Ce n'est pas si simple et Jean Birnbaum lie cet effort d'honnêteté à son éloge de la nuance. « La nuance, c'est écrire le réel dans sa complexité, dans ses contradictions et donc avoir le courage de nommer ce qu'il y a à nommer, de dire ce qu'il y a à dire et de voir ce qu'il y a à voir. La nuance est une conversion du regard. On va oser ouvrir les yeux sur ce qui crève les yeux et que personne ne nomme alors qu'elle crève les yeux. »

La nuance est même libératrice, dans un moment où clashs et mauvaise foi se généralisent sur les réseaux sociaux car « la nuance est tout sauf une impuissance. C'est au contraire le dogmatisme et l'arrogance qui sont impuissants ». Dans son essai, il évoque un certain nombre de personnages qui ont traversé des épreuves parfois très dures au XXe siècle. « Sur le moment, leur position semblait molle, parce qu'ils refusaient de rejoindre l'un des camps extrêmement présents et de s'aligner sur un dogme, une violence, une idéologie, une langue de bois. Mais avec le recul, on se rend compte non seulement que cette position était plus digne intellectuellement, plus juste politiquement, mais qu'elle aurait aussi été plus efficace en termes d'action. »

Ainsi, défendre la nuance n'est pas simplement un enjeu moral ou théorique, c'est « défendre la seule position qui permet de construire une politique efficace, comme le démontrent Raymond Aron sur l'antifascisme ou Albert Camus sur la guerre d'Algérie ». Et il s'agit aussi, à l'image du Résistant Aron combattant le nazisme tout en refusant de fermer les yeux sur les crimes du stalinisme, de ne pas avoir peur de « faire le jeu de », une formule qui revient beaucoup ces temps-ci, et « qui représente la peste de nos consciences », alerte Jean Birnbaum.

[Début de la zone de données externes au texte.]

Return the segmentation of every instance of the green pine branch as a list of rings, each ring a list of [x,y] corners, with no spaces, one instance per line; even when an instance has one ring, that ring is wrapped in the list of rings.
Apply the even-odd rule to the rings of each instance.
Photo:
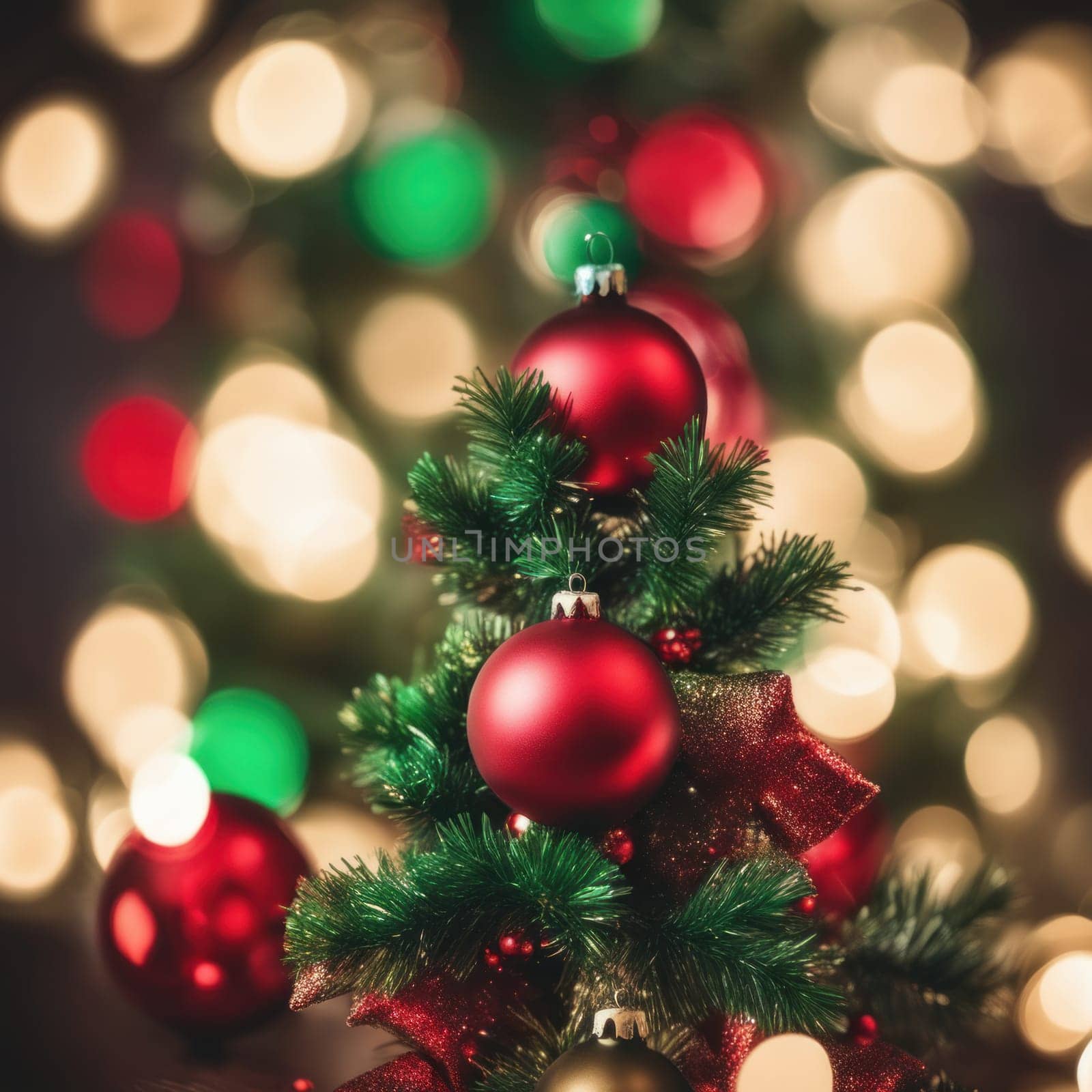
[[[885,1038],[919,1049],[1001,1014],[1009,972],[996,942],[1013,897],[993,864],[946,894],[930,873],[880,878],[843,928],[840,974]]]
[[[753,554],[719,572],[691,617],[702,633],[701,665],[760,668],[785,652],[814,621],[841,621],[834,594],[850,586],[834,546],[814,535],[763,539]]]
[[[465,976],[509,928],[541,929],[578,965],[605,954],[628,889],[590,841],[539,827],[514,839],[468,816],[437,836],[435,851],[383,857],[375,871],[358,859],[305,880],[288,911],[289,962],[322,964],[339,992],[392,994],[438,966]]]
[[[342,710],[355,783],[419,839],[463,812],[500,810],[470,756],[466,703],[482,664],[510,634],[500,619],[453,622],[429,673],[408,685],[377,675]]]
[[[617,993],[660,1026],[735,1012],[767,1032],[832,1030],[842,998],[821,981],[816,937],[794,911],[811,891],[784,857],[722,863],[684,905],[627,922],[612,961],[582,984],[586,1007]]]
[[[676,620],[704,598],[710,571],[695,558],[704,558],[724,535],[747,530],[757,506],[770,498],[765,451],[752,440],[727,452],[723,444],[712,448],[698,418],[649,461],[652,480],[640,498],[648,545],[631,589],[631,617],[642,627]]]

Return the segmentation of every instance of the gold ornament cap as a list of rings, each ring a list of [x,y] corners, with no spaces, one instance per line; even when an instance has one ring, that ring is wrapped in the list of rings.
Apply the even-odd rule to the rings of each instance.
[[[614,1034],[607,1034],[607,1024],[614,1025]],[[592,1022],[592,1034],[596,1038],[649,1037],[649,1018],[643,1009],[600,1009]]]
[[[574,585],[579,583],[580,587]],[[569,590],[555,592],[550,602],[550,618],[598,618],[600,597],[595,592],[587,591],[587,581],[582,572],[573,572],[569,577]]]
[[[596,239],[603,239],[607,245],[607,260],[596,262],[592,247]],[[587,261],[578,265],[572,274],[577,286],[577,295],[581,299],[592,299],[595,296],[625,296],[626,266],[614,260],[614,244],[606,232],[589,232],[584,236],[587,249]]]

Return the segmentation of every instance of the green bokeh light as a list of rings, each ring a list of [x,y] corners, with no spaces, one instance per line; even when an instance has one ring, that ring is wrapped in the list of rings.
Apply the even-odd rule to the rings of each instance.
[[[561,205],[554,212],[543,233],[543,257],[550,272],[559,280],[572,283],[578,265],[587,261],[584,236],[603,232],[615,248],[615,261],[633,276],[641,264],[637,230],[626,212],[609,201],[586,198]],[[596,246],[595,260],[604,261],[602,242]]]
[[[486,237],[497,206],[496,158],[480,131],[448,118],[384,149],[352,181],[369,244],[389,258],[437,265]]]
[[[234,793],[281,815],[298,806],[308,747],[296,714],[260,690],[210,695],[193,715],[190,757],[214,792]]]
[[[535,0],[546,28],[586,60],[609,60],[646,46],[660,26],[663,0]]]

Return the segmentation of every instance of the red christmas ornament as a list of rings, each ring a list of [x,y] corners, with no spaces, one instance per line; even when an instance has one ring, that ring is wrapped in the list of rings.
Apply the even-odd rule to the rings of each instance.
[[[182,288],[175,237],[145,212],[123,212],[98,230],[81,269],[84,305],[115,337],[145,337],[170,318]]]
[[[186,502],[198,434],[162,399],[138,395],[95,418],[83,442],[81,468],[92,496],[123,520],[162,520]]]
[[[652,638],[652,646],[663,663],[670,667],[681,667],[690,663],[701,648],[701,630],[661,629]]]
[[[653,124],[626,165],[626,192],[653,235],[720,260],[741,254],[770,216],[758,149],[712,110],[684,110]]]
[[[223,1034],[286,1008],[284,907],[309,871],[272,811],[214,794],[187,843],[133,832],[106,871],[98,935],[114,977],[149,1016]]]
[[[705,383],[686,342],[629,306],[620,265],[581,265],[577,288],[580,306],[535,330],[512,371],[542,372],[565,431],[587,449],[580,476],[601,496],[621,496],[649,482],[648,455],[664,440],[704,420]]]
[[[889,840],[878,803],[858,811],[818,845],[802,855],[816,888],[816,905],[824,914],[845,917],[871,890]]]
[[[675,761],[670,680],[646,644],[598,614],[597,595],[558,593],[555,617],[509,638],[471,690],[466,733],[478,771],[535,822],[618,823]]]
[[[630,302],[663,319],[693,349],[709,408],[705,436],[731,448],[743,438],[765,442],[765,399],[750,366],[739,324],[711,299],[677,285],[642,285]]]
[[[603,835],[600,843],[603,856],[616,865],[628,865],[633,859],[633,839],[625,827],[615,827]]]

« La position nuancée n'est pas molle, résume-t-il. Elle décrit le réel dans sa complexité, refuse d'occulter les faits gênants ou d'escamoter une part de la vérité. Quand les choses se tendent, quand les débats sont polarisés, binaires, cette position est forcément vue par les deux camps en présence comme une position impuissante, naïve. Mais, avec le recul, on comprendra qu'elle était la seule à même de donner efficacité et lucidité à l'action. Refuser de voir le monde en noir et blanc, c'est se mettre à dos les fanatiques de toutes les couleurs ».